Michael over at HPCwire is reporting on the recent change in direction at Adaptive Computing, née Cluster Resources.
Cluster Resources, the middleware vendor that brought its Moab cluster management technology to market, is making a major move to broaden its footprint beyond the company’s high performance computing base. As of this week, the company will be known as Adaptive Computing to reflect its expansion into commercial datacenters and private cloud environments. The new organization will encompass two business units: Cluster Resources, for its traditional HPC customers, and Adaptive Computing for the commercial enterprise side.
For what it’s worth (I suspect it’s worth nearly nothing) I think the new name does not reflect either commercial datacenters or cloud environments, and it has the added disadvantage of losing its HPC focus. If I had to guess the function of the company from the name I’d probably pick something to do with provisioning of virtual systems, or an FPGA-based company. So it’s a brand name (like Cray and IBM) more than an explanatory name (like, I dunno, Datacenter Management Corp. or even Cluster Resources) that they’re going to have to spend time building the brand.
The company describes the move as basically something it is already doing and that customers that do both HPC and traditional business computing will have the benefit of one-stop shopping with the newly expanded Moab suite.

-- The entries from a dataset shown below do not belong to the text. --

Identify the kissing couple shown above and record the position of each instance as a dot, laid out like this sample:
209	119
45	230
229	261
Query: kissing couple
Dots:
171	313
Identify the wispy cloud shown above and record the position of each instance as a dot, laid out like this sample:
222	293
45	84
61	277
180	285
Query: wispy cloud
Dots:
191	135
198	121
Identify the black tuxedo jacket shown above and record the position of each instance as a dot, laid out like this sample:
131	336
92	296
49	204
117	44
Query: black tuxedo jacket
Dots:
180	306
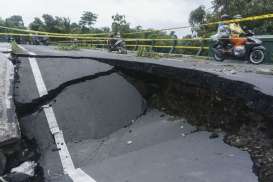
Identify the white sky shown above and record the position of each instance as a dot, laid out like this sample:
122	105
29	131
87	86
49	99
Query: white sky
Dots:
147	13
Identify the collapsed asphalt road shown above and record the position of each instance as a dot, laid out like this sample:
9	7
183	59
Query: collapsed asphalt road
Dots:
109	135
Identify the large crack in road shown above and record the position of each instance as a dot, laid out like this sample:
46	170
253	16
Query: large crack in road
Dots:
101	115
24	109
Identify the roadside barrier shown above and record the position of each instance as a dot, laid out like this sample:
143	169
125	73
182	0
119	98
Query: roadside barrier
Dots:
135	43
251	18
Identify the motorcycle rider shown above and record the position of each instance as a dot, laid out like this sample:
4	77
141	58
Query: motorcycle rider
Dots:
235	27
223	32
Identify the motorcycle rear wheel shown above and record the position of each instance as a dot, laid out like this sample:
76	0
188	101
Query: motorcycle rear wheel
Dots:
257	56
218	57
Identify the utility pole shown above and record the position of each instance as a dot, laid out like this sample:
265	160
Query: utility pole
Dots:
226	8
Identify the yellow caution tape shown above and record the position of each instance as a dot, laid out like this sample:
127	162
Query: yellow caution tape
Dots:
251	18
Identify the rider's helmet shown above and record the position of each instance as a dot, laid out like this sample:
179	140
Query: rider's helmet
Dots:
237	16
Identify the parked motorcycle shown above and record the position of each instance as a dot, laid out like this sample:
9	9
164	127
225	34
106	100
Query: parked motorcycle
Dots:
247	48
118	45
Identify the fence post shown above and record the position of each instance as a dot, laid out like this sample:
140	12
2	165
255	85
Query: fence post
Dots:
136	48
174	45
152	46
201	48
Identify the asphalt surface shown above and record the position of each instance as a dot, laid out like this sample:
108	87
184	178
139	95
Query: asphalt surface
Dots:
107	134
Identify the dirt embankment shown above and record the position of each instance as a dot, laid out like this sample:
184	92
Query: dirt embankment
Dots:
245	117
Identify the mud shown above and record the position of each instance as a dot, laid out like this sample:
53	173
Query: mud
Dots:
247	126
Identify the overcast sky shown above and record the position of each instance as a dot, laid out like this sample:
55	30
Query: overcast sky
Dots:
147	13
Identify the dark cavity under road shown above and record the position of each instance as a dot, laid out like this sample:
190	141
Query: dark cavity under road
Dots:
115	128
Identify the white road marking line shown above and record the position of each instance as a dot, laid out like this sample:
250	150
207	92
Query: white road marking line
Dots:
77	175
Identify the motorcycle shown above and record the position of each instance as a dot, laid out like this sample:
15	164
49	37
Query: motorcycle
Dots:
118	45
249	48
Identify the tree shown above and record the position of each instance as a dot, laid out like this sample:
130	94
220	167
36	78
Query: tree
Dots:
15	21
120	24
49	22
37	25
88	19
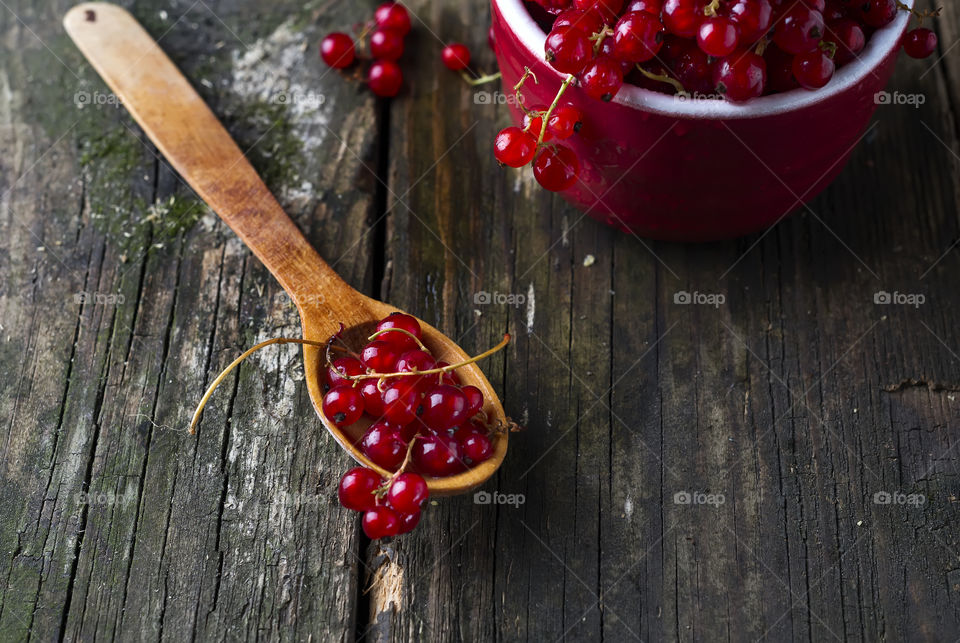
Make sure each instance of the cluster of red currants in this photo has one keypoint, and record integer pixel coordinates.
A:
(554, 166)
(423, 418)
(739, 49)
(387, 30)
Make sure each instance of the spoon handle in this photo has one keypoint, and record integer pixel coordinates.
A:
(192, 139)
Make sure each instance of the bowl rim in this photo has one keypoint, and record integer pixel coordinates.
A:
(880, 45)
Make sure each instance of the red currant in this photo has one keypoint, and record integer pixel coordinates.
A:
(449, 377)
(407, 493)
(694, 70)
(401, 401)
(533, 122)
(799, 30)
(372, 398)
(437, 455)
(343, 405)
(386, 44)
(849, 38)
(474, 444)
(568, 49)
(444, 406)
(780, 76)
(650, 6)
(638, 37)
(337, 50)
(383, 445)
(380, 356)
(556, 169)
(608, 49)
(920, 42)
(753, 17)
(602, 78)
(878, 13)
(564, 121)
(717, 36)
(393, 15)
(682, 17)
(813, 69)
(334, 375)
(415, 360)
(455, 56)
(356, 488)
(381, 522)
(385, 78)
(740, 76)
(514, 147)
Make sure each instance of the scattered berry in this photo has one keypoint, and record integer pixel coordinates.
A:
(455, 56)
(337, 50)
(385, 78)
(386, 44)
(392, 15)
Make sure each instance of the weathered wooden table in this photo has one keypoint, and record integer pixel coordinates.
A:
(783, 465)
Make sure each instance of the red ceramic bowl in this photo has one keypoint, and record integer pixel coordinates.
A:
(700, 170)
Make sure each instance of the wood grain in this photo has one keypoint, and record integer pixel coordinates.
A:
(798, 399)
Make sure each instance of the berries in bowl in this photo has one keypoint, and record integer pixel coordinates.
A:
(697, 120)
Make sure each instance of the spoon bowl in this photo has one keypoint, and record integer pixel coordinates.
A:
(195, 143)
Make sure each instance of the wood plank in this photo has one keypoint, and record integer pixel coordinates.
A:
(776, 399)
(798, 399)
(133, 529)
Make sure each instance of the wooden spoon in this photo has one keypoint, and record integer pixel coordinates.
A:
(189, 135)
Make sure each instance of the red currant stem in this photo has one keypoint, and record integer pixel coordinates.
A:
(546, 117)
(919, 15)
(406, 459)
(442, 369)
(479, 80)
(663, 78)
(213, 386)
(400, 330)
(360, 40)
(516, 88)
(598, 37)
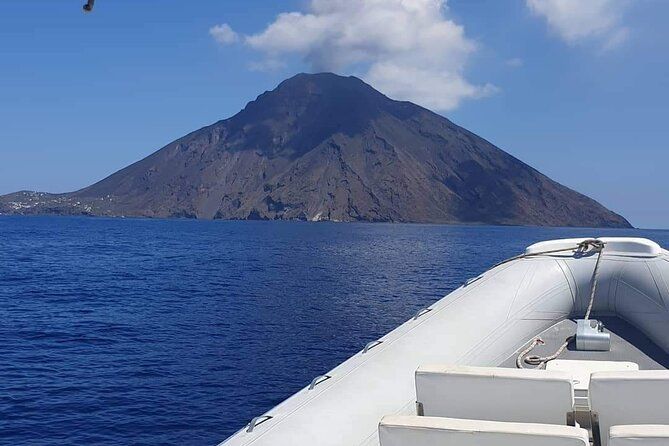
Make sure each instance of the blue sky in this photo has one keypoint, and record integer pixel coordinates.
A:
(577, 89)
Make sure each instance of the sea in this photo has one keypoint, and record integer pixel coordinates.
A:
(155, 332)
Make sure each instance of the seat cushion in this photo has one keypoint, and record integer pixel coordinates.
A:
(629, 398)
(433, 431)
(639, 435)
(495, 394)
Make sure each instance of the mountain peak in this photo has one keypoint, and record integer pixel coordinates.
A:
(328, 147)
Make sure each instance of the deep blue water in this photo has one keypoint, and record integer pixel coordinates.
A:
(178, 332)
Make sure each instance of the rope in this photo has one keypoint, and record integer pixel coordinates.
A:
(539, 362)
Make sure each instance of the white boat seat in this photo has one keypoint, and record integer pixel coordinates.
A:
(495, 394)
(639, 435)
(627, 398)
(399, 430)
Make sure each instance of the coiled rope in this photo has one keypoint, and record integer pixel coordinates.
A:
(539, 362)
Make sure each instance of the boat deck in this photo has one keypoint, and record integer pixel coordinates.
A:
(627, 344)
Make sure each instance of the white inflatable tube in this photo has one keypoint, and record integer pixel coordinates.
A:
(480, 323)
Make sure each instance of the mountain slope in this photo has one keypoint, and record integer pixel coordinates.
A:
(326, 147)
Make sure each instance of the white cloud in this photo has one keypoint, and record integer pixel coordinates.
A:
(223, 34)
(408, 49)
(581, 20)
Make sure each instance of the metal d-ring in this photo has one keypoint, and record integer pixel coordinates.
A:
(421, 312)
(256, 422)
(370, 346)
(316, 381)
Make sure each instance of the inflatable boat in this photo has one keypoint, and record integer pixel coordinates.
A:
(526, 353)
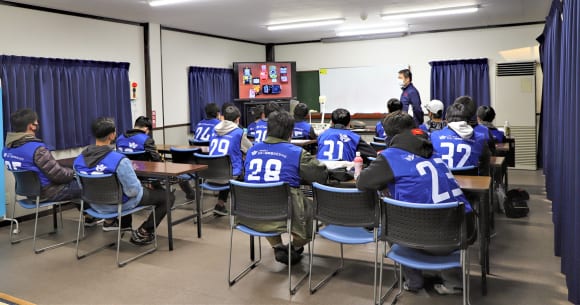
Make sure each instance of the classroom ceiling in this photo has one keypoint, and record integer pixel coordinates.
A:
(247, 19)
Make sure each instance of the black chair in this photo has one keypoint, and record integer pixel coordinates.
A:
(346, 213)
(106, 190)
(28, 185)
(411, 227)
(260, 202)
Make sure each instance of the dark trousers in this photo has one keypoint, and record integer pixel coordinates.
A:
(155, 197)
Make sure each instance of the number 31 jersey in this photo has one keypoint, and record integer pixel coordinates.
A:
(273, 162)
(421, 180)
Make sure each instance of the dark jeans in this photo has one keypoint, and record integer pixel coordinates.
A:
(155, 197)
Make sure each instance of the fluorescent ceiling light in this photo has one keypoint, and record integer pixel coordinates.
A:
(431, 13)
(304, 24)
(371, 31)
(166, 2)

But over the next several years, clusters thoroughly infiltrated the enterprise, and by 2007, Cluster Resources’ business was split 50-50 between the HPC and the commercial datacenter markets. Commercial customers today include Yahoo and a number of financial institutions, among others.
…Today the trend is to consolidate datacenter infrastructure everywhere, and that means these large multi-faceted facilities now resemble supercomputers to a great degree. In both environments, datacenter-level virtualization and workload automation are often the norm.